Por esta razão, embora a luz contribua com o espetáculo, o objetivo foi trabalhar uma luz que ao apresentar a peça em ambientes que não possuam a estrutura adequada, o espetáculo não tenha a sua qualidade comprometida.

A luz foi trabalhada em quatro ambientes de narrativa que descrevo a seguir:

AMBIENTE 01: Luz a pino central

9

Jerzy Grotowski: “Teórico, crítico e diretor teatral polonês (1933-1999). Um dos maiores nomes do teatro experimental. Estuda arte dramática na URSS e na Polônia e, com apenas 23 anos, torna-se professor da Escola Superior de Teatro da Cracóvia. De 1965 a 1984 dirige o Teatro-Laboratório de Wróclaw, no qual propõe a criação de um teatro pobre, sem acessórios, baseado apenas na relação ator/espectador. Insiste no desenvolvimento da expressão corporal dos atores e dos recursos de voz e modifica o espaço cênico, contribuindo para a renovação da arte cênica contemporânea.” (ALGO SOBRE, 2018, n.p.).

Esta luz se resume a um foco branco no centro do palco. Ela é pensada para a cena inicial da criança construindo os barquinhos de papel e para as cenas em que estou tocando violão.

Figura 13: Registro do ensaio aberto do espetáculo em Macau/RN, em 28 ago. 2018. Foto: Robson Dantas.

a) AMBIENTE 02: Luz geral

Esta ambientação busca iluminar o palco como um todo. É usada principalmente nas cenas que brinco como criança e apresento Macau, e também nas narrações das histórias. Para isso, utilizamos luz de frente com quatro refletores e contra luz com mais quatro. Na contra luz, utilizamos gelatina azul em dois refletores centrais com 50% na intensidade para que a cena ganhe um tom remetendo ao mar em uma determinada hora da narração do Pescador 01.

Figura 14: Registro do ensaio aberto do espetáculo em Macau/RN, em 28 ago. 2018. Foto: Adriano Oliveira.
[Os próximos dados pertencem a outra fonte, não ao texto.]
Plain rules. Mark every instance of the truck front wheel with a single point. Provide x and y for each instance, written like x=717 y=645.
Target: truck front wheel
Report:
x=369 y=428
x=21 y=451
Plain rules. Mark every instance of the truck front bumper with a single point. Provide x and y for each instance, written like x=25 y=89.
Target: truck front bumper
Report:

b) AMBIENTE 03 – Luz do lampião

Esta luz é trabalhada especificamente no início da cena 03. Trata-se da encenação de uma situação em alto mar. A cena se passa na madrugada quando um pescador está de vigia na proa do barco. À noite em alto mar é praticamente um ambiente totalmente sem luz. Queríamos passar essa escuridão para a plateia dando a sensação de imensidão ao redor do barco e, ao mesmo tempo, iluminar o pescador em cena para criar o efeito do balanço do barco. Para isso utilizamos apenas um lampião. Este lampião é manipulado pelo próprio ator/pescador que faz o efeito do balanço do barco e ainda ilumina seu rosto durante as falas.
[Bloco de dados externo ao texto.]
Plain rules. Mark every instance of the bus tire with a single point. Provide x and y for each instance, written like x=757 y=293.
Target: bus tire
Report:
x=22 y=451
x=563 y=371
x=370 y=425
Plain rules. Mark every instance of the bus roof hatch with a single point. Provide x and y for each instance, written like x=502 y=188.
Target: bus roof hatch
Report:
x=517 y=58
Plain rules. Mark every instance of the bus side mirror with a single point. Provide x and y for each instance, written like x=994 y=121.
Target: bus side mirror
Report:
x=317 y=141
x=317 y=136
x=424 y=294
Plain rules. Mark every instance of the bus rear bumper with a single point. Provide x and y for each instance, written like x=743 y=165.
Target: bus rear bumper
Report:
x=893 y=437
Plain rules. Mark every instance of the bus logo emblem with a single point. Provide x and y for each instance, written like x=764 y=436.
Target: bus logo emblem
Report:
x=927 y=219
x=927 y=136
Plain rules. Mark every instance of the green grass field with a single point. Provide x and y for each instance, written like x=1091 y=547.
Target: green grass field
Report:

Figura 15: Registro do ensaio aberto do espetáculo em Macau/RN, em 28 ago. 2018. Foto: Adriano Oliveira.

c) AMBIENTE 04: Foco de frente

Por último, vem à luz pensada para o fim do espetáculo. Esta luz é utilizada somente na cena final quando canto na frente do palco com a plateia, e quando finalizo a peça acenando para o horizonte. Esta luz é feita por um foco vindo de frente iluminando o centro do proscênio. Também é utilizada a contra luz com pouca intensidade para que a atuação final não fique com uma luz chapada.

Figura 16: Registro do ensaio aberto do espetáculo em Macau/RN, em 28 ago. 2018. Foto: Adriano Oliveira.

Esta é a proposta de iluminação que levantamos para o espetáculo. Uma iluminação cênica que se resume em luz de frente, contra luz e luz a pino.

A sonoplastia do espetáculo é composta por algumas músicas reproduzidas durante a encenação e outras cantadas ao vivo com instrumentos em cena. As músicas reproduzidas trata-se da canção “Macau” de Edinho Queirós e Sérgio Natureza, e de “Carrossel do Destino” de Antônio Nóbrega. Estas duas músicas surgem introduzindo a grande viagem ao mar que o espetáculo traz. A letra da música “Macau” traz a minha volta à cidade e a do “Carrossel do Destino” tratará da minha viagem ao mar do teatro. As músicas cantadas ao vivo foram encaixadas para complementar algumas cenas no roteiro. A primeira é a música “Pescador” de Clebinho Rodrigues e Otávio Arcanjo, Na cena ela é interpretada com voz e violão. Essa música fala sobre a labuta diária do pescador que deixa sua família em terra e parte para enfrentar o perigo e trazer “o pão” para casa; é a música que introduz as cenas das contações de histórias. A próxima música trata-se das estrofes iniciais do “Romance da Nau Catarineta” (letra de autor desconhecido), interpretada na peça por voz e acordeom no momento final das narrações das histórias. Por fim, a última música cantada ao vivo trata-se da cantiga popular “Marinheiro Só”, envolvendo a plateia a cantar junto, fazendo o encerramento da peça.